それでもイギリスGPで初優勝を達成したハーバート。
2位のJ.アレジと3位D.クルサードが肩車し、表彰台の下では、今は別々のチームで働くロータス時代のメカニック達と妻レベッカそして恩人P.コリンズが歓喜で迎えた。
その夜の初優勝記念パーティーはベネトンではなく、ジョーダン・チームが主催するパーティーで行われ、友人であるクルサードやヒルらと共に一晩中"JONNY B GOOD"を歌い続けたという。
そして、終盤戦のイタリアGPで2勝目を達成(初優勝した時と、同じパンツを履いていたのが勝因(笑)とコメント)、結局1995年は2勝を含む45ポイントを獲得してランキング4位となり、ハーバートは"晴れ晴れと"ベネトン・チームを去っていったのだ。

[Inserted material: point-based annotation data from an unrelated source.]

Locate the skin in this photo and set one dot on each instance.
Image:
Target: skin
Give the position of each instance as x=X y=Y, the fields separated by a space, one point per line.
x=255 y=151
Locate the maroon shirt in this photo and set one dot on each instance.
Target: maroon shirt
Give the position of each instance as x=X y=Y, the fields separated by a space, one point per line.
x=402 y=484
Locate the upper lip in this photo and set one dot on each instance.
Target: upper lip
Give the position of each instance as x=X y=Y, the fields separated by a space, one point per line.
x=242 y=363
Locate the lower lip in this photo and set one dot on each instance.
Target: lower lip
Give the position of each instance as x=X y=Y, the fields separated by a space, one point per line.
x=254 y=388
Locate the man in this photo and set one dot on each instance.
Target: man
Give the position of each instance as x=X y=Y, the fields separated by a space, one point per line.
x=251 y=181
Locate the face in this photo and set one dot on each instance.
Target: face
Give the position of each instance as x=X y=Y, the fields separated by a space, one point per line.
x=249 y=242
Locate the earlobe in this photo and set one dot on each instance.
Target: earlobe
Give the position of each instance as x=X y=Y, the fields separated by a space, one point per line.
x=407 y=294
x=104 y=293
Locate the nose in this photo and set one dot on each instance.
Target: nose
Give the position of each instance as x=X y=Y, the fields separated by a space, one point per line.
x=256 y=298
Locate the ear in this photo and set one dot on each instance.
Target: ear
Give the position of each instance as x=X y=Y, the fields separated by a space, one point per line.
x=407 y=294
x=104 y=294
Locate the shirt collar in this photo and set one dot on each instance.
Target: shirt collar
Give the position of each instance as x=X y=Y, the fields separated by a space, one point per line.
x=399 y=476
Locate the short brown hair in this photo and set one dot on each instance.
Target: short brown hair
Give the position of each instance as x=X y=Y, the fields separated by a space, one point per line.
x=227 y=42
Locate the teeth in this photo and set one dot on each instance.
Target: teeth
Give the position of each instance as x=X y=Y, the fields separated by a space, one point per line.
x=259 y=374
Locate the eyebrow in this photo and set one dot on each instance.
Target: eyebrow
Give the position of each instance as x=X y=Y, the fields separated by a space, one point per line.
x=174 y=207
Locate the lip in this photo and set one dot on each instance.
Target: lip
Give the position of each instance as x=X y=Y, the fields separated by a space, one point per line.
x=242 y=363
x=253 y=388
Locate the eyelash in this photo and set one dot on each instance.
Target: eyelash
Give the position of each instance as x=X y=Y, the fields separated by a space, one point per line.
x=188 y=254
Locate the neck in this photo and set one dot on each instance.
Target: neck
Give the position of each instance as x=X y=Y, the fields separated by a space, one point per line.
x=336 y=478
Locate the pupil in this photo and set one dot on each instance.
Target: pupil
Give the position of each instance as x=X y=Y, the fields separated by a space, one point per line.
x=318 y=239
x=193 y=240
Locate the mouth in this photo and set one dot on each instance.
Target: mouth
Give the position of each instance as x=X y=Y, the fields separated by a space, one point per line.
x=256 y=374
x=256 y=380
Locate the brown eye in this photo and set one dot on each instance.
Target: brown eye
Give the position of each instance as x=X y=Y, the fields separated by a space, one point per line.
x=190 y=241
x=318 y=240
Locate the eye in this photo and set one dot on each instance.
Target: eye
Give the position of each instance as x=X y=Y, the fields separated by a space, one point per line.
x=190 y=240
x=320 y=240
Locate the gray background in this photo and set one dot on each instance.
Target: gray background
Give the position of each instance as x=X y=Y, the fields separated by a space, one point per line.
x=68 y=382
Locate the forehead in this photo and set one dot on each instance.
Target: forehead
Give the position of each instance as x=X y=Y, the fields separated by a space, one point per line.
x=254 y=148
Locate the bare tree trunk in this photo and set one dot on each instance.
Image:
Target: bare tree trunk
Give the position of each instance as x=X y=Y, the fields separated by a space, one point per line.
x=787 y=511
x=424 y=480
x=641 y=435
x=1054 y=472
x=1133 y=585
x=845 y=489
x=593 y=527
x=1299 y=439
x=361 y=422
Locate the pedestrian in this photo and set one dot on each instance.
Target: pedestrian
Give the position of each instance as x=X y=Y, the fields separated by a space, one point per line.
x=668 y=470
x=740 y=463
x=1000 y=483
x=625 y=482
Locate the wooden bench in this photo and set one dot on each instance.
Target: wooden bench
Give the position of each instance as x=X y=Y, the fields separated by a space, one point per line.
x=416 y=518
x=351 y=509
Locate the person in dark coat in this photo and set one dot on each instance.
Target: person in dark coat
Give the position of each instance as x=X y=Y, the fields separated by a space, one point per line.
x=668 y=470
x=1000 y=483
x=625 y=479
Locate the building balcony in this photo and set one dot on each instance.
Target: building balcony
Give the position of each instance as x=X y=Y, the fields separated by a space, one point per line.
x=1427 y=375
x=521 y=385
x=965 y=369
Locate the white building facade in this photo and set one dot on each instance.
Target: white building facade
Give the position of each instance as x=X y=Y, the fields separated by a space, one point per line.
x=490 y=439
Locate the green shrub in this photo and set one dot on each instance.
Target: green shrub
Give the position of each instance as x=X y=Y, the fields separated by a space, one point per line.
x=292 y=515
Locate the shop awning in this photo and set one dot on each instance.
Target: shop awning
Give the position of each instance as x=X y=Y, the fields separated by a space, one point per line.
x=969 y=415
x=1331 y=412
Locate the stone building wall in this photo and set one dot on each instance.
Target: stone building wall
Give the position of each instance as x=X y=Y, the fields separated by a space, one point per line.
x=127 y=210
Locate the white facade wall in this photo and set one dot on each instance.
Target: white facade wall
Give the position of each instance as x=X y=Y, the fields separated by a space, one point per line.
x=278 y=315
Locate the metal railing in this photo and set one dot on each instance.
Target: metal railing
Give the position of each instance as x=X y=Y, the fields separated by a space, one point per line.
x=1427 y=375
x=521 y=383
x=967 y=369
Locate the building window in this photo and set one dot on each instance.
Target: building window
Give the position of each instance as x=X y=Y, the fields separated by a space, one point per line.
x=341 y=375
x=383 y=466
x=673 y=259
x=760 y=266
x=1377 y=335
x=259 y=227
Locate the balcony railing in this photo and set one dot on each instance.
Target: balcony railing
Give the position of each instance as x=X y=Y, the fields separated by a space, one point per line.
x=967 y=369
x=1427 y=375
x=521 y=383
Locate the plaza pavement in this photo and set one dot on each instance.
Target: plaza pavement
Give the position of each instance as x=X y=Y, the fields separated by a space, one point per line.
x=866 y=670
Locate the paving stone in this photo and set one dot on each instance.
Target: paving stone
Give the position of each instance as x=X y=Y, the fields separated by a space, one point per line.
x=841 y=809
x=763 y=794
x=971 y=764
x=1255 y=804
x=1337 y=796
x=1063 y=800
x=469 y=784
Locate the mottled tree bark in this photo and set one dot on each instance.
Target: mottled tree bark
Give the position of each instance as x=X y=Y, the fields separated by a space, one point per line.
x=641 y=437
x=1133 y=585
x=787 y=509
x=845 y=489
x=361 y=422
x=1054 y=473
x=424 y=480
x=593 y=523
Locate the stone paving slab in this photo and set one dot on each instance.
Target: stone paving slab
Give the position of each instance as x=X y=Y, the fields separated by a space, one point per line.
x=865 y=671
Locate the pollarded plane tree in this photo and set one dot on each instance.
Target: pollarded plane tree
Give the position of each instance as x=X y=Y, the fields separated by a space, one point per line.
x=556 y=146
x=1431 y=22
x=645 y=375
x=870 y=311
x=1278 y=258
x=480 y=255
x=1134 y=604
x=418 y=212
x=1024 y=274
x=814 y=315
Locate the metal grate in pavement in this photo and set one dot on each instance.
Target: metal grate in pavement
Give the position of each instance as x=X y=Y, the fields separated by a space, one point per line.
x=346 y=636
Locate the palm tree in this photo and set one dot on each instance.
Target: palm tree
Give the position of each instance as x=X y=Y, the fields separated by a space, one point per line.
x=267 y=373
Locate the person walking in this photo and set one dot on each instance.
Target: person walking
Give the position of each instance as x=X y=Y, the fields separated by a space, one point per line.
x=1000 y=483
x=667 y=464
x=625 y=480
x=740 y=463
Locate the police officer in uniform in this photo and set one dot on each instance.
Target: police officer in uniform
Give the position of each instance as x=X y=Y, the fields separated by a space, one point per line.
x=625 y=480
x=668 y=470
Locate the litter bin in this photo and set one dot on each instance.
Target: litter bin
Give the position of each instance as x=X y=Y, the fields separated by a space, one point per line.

【番外編】 1991年 マツダ787Bでル・マン24時間を制覇
ジョニー・ハーバート、フォルカー・バイドラー、ベルトラン・ガショーのトリオで総合優勝を達成。
レースの終盤、ガショーのドライブの番だったが交代せず、コース状況を良く知っているハーバートが3シフト連続ドライブしてゴールした。
その後、ハーバートは脱水症状で倒れてしまい、表彰台に上ることができなかった。


トップドライバーの実力がありながらトップになれなかったドライバー。
ロータスとの長期契約が裏目に出ました。
もし、1993年にウイリアムズ、1995年にマクラーレンへの移籍が実現していたらどうなっていたんだろうか?
ハーバートの弱点は、フレンドリー過ぎる性格ゆえの駆け引きの弱さ。
でも、そんな彼を愛したファンは多かったですね。

現代のF1には、いなくなってしまった・・・
そんなドライバーかも知れません。